Berbeda dengan subsektor perkantoran. Menurut Director Office
Services Colliers International Indonesia, Bagus Adikusumo, meski tetap
positif, namun akan mengalami penurunan tingkat hunian dari rerata 95 persen
tahun lalu, menjadi sekitar 91 persen.
"Penurunan tingkat hunian disebabkan melonjaknya
pasokan baru kurun 2015-2019 seluas 600.000 meter persegi. Namun begitu, pra
komitmen masih stabil. Dari total pasokan seluas itu, 300.000 meter persegi di
antaranya sudah mendapat konfirmasi penyewa," tandas Bagus.
Selain penurunan, kemungkinan terjadinya koreksi harga juga
sangat terbuka. Terutama untuk gedung-gedung dengan tarif dalam mata uang
dollar AS. Terdepresiasinya Rupiah menjadi pendorong utama penyesuaian harga
ini.
"Jadi, prospek pasar perkantoran tahun ini akan sangat
bergantung pada performa tiga bulan pertama 2015. Jika semua angka asumsi
ekonomi makro diimplementasikan, terutama pertumbuhan ekonomi 5-5,5 persen
serta alokasi APBN-P yang dialihkan ke sektor infrastruktur senilai Rp 291
triliun, maka subsektor perkantoran akan lebih pesat lagi pertumbuhannya,"
papar Bagus.
Dia menuturkan, ekspektasi tinggi bisa terwujud jika dana
pengalihan senilai Rp 291 triliun sudah mulai dikucurkan untuk pengembangan
infrastruktur awal tahun.
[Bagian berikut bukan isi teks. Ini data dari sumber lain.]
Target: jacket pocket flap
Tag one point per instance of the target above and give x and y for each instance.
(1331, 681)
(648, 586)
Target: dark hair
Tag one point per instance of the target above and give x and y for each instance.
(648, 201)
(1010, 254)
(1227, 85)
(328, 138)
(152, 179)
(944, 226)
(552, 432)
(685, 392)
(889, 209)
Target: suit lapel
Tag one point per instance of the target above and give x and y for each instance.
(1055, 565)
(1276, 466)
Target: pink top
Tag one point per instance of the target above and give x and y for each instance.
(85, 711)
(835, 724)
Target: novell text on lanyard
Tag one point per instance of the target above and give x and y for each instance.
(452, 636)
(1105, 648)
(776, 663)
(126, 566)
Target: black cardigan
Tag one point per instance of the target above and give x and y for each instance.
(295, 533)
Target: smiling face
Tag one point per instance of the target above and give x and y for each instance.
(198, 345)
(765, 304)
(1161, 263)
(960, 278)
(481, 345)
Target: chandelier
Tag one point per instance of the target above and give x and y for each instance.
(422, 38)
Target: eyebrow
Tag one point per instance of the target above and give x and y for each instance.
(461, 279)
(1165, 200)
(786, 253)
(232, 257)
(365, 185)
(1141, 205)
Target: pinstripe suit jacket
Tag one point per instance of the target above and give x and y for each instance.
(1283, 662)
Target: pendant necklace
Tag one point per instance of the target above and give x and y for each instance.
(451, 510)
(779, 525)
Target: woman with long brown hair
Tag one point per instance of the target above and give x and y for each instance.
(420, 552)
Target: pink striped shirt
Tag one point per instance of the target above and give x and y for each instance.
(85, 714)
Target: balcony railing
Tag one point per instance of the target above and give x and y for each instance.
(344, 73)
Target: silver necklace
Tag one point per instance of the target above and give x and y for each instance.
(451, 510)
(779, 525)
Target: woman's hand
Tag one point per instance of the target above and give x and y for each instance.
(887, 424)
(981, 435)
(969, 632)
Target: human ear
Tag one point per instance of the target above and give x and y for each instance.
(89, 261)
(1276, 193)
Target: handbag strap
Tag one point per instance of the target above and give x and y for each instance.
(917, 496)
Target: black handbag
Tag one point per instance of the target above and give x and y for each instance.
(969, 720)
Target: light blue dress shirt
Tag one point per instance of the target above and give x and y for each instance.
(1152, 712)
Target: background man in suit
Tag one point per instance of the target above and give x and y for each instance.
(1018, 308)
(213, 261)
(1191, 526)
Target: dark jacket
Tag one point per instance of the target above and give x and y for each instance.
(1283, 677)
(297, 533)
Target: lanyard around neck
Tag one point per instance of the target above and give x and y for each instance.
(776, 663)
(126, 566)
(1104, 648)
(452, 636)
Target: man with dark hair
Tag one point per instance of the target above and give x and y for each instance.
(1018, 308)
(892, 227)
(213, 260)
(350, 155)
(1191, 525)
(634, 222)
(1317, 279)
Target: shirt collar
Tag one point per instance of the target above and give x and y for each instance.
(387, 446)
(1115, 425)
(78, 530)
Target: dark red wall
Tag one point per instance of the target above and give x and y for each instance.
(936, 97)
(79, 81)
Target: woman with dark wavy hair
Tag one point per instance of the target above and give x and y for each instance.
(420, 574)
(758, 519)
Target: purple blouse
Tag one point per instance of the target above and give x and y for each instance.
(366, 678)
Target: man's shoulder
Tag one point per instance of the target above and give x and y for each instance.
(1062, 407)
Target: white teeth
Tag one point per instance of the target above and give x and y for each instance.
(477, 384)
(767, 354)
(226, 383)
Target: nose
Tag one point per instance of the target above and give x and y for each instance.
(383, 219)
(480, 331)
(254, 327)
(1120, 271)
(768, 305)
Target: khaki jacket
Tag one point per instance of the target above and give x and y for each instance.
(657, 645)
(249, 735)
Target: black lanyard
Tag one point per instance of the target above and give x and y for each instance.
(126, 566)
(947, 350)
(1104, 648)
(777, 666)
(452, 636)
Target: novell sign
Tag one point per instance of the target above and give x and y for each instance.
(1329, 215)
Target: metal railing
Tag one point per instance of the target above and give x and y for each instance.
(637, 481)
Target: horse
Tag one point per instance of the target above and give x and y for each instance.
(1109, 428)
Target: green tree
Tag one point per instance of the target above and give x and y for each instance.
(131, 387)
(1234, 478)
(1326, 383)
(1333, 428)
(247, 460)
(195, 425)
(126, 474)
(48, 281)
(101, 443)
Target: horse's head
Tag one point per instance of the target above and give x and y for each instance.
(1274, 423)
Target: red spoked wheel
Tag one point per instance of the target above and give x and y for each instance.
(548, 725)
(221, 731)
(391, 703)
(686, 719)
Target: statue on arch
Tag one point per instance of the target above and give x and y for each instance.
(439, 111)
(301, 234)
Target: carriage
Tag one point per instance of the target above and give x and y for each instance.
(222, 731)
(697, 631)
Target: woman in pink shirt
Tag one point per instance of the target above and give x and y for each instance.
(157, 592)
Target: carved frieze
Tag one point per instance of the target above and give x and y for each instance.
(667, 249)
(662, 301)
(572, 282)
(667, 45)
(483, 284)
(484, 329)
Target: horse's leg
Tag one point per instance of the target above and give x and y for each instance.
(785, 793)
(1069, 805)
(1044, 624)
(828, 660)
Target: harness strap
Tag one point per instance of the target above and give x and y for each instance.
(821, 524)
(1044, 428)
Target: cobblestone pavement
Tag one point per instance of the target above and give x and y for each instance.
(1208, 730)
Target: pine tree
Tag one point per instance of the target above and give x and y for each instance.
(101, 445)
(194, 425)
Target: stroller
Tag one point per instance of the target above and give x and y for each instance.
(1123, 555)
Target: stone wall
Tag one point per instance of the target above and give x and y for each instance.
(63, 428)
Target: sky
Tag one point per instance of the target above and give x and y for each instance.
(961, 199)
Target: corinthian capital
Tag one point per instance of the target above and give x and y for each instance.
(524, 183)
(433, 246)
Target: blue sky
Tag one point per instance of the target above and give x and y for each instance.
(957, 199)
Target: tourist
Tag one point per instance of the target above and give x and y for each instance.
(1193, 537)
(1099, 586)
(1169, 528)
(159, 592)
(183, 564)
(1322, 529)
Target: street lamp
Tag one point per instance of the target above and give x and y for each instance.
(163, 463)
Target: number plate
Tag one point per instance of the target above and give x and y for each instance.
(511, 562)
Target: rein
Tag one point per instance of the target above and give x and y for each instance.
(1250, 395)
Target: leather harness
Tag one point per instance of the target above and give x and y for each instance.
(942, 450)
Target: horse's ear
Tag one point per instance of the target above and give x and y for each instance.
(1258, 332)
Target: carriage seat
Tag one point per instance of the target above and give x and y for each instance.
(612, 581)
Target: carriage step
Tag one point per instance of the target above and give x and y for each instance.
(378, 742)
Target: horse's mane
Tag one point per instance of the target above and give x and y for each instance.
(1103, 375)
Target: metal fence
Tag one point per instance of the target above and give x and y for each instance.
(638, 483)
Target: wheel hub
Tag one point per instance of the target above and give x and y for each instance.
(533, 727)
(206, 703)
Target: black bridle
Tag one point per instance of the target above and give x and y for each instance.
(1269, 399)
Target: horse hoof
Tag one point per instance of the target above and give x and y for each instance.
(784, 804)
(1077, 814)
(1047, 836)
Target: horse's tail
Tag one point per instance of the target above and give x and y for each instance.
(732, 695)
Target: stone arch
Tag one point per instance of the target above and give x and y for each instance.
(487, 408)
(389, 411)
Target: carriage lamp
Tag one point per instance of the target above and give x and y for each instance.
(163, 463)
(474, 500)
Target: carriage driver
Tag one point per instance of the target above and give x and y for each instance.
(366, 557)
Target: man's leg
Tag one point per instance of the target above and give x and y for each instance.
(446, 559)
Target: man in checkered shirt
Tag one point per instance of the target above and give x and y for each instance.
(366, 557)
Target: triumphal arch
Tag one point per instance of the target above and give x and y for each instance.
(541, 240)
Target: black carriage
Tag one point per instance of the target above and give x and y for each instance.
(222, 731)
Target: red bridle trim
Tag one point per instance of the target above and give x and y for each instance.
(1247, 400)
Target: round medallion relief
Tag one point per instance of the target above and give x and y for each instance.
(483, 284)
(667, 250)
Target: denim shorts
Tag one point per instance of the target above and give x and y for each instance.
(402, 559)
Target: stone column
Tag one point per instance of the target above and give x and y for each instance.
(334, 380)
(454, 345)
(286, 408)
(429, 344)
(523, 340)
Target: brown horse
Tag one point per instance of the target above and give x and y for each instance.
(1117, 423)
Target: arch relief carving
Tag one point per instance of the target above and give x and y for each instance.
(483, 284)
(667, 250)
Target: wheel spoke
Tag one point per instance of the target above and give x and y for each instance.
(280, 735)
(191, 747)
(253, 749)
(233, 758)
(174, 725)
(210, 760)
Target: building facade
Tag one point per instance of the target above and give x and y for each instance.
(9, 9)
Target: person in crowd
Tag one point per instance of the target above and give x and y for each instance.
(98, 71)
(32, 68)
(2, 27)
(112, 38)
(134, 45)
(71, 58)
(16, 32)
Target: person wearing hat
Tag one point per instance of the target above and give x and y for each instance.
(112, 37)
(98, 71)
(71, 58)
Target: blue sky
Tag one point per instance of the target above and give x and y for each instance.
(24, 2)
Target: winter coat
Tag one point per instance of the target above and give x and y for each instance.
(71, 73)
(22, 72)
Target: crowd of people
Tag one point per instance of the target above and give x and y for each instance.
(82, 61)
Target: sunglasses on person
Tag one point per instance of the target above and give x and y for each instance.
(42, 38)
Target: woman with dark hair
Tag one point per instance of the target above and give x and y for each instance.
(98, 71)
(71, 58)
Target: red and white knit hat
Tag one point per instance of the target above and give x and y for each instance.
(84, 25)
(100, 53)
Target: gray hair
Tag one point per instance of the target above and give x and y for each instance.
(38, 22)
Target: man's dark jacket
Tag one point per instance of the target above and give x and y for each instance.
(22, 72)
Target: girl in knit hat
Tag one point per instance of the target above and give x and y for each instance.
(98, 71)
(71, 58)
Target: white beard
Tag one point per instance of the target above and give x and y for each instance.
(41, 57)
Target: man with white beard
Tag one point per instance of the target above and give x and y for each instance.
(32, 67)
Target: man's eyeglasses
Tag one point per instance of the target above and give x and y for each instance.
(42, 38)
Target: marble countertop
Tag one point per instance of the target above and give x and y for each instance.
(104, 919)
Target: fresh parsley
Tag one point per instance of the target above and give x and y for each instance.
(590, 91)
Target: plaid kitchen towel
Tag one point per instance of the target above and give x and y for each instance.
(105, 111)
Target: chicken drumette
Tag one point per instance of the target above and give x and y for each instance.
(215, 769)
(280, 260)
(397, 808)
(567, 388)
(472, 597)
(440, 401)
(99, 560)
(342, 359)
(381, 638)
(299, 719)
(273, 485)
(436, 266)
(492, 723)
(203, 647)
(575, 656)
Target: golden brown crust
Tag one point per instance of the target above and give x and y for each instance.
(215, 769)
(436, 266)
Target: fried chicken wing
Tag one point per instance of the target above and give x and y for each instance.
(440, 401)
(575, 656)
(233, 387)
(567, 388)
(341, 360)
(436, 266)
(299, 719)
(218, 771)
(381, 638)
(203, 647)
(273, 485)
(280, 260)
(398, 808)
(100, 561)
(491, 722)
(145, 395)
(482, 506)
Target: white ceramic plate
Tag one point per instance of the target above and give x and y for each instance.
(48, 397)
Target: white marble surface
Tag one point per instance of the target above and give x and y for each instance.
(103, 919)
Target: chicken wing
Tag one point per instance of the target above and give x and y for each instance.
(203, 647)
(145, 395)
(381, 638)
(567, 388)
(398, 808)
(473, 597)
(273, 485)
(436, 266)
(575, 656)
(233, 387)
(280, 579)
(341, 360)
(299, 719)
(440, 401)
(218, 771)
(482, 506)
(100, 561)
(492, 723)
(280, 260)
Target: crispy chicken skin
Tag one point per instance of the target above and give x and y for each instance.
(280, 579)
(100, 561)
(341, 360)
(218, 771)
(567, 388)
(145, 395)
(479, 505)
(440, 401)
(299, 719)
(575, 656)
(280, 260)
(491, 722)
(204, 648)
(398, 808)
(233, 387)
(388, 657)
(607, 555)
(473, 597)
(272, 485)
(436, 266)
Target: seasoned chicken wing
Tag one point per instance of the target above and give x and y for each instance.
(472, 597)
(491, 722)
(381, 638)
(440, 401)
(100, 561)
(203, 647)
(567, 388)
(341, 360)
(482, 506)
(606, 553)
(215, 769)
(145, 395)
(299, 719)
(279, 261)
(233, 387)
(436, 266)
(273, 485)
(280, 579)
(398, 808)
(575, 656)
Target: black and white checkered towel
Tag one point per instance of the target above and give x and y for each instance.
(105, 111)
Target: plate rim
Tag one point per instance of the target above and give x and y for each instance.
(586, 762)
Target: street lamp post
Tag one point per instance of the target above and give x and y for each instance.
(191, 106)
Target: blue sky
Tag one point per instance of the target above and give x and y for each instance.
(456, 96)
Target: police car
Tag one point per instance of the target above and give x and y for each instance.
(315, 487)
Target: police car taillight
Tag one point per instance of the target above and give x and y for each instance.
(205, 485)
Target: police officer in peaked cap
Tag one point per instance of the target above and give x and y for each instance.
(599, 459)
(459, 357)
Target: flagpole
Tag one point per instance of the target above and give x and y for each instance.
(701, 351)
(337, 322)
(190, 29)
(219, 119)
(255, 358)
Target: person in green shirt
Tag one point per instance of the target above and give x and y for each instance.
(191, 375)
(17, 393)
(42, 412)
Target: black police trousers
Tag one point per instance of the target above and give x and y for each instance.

Hal ini akan menciptakan banyak lapangan kerja,
mendatangkan investor baik asing maupun domestik, yang pada gilirannya
menstimulasi kebutuhan ruang perkantoran.
"Investor-investor tersebut tentu saja membutuhkan
ruang perkantoran representatif sebagai address bagi kehadiran mereka di
Indonesia," pungkas Bagus.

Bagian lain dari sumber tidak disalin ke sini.